A crucial element of the internet’s functioning lies within a small piece of code known as robots.txt, allowing website owners to control access to their online content by search engines like Google. This code has been instrumental in maintaining order on the web for decades, enabling websites to choose whether to permit or deny scraping of their content by tech giants. Most sites have opted to allow Google to scrape their content, given the significant traffic that the company drives. However, with the emergence of the AI wars, this longstanding agreement is facing disruption.
Unraveling the Bargain
The data scraped by search engines like Google has become the foundation for training powerful AI models, utilized by entities such as OpenAI, Google, Meta, and others. These AI models leverage the vast pool of online content to directly answer user queries, potentially diminishing the distribution of web traffic and challenging the established web bargain. In response to this paradigm shift, Google has introduced a new tool called Google-Extended, enabling websites to block the company from utilizing their content for training AI models.
Adoption of Google-Extended
Data provided by Originality.ai indicates that approximately 10% of the top 1,000 websites have implemented the Google-Extended snippet as of late March. Notable publications like The New York Times have embraced this tool, leveraging it to prevent Google and other entities from accessing their content for AI model training purposes. The move reflects the intensifying battles over AI copyright and the increasing reluctance of content creators to contribute to the training of AI models without explicit permission.
Comparison with Other Blockers
While Google-Extended has seen some adoption among prominent websites like CNN, BBC, Yelp, and Business Insider, its usage remains lower compared to other AI training data-blockers. OpenAI’s GPTBot, for instance, is deployed on approximately 32% of the top 1,000 websites. Similarly, CCBot by Common Crawl has garnered more widespread adoption. The discrepancy in adoption rates raises questions about the potential implications of blocking access to training data on AI-generated search results.

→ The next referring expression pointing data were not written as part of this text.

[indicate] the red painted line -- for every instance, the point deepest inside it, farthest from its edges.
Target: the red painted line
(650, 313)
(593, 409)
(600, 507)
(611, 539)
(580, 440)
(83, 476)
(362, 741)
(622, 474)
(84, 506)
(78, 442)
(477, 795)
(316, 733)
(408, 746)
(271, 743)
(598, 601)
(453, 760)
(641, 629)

Implications for the Future
Jonathan Gillham, CEO of Originality.ai, highlights the risk associated with blocking access to training data, particularly concerning the potential exclusion of relevant content from AI-generated search results. As Google experiments with genAI search through its Search Generative Experience (SGE), the decisions surrounding the rollout and functionality of this new search paradigm will significantly influence the future landscape of the web in the era of AI.
In conclusion, the emergence of tools like Google-Extended underscores the evolving dynamics between content creators and tech giants in the AI era. As stakeholders navigate the complexities of AI model training and content access, the decisions made today will shape the future trajectory of the web and its interaction with artificial intelligence technologies.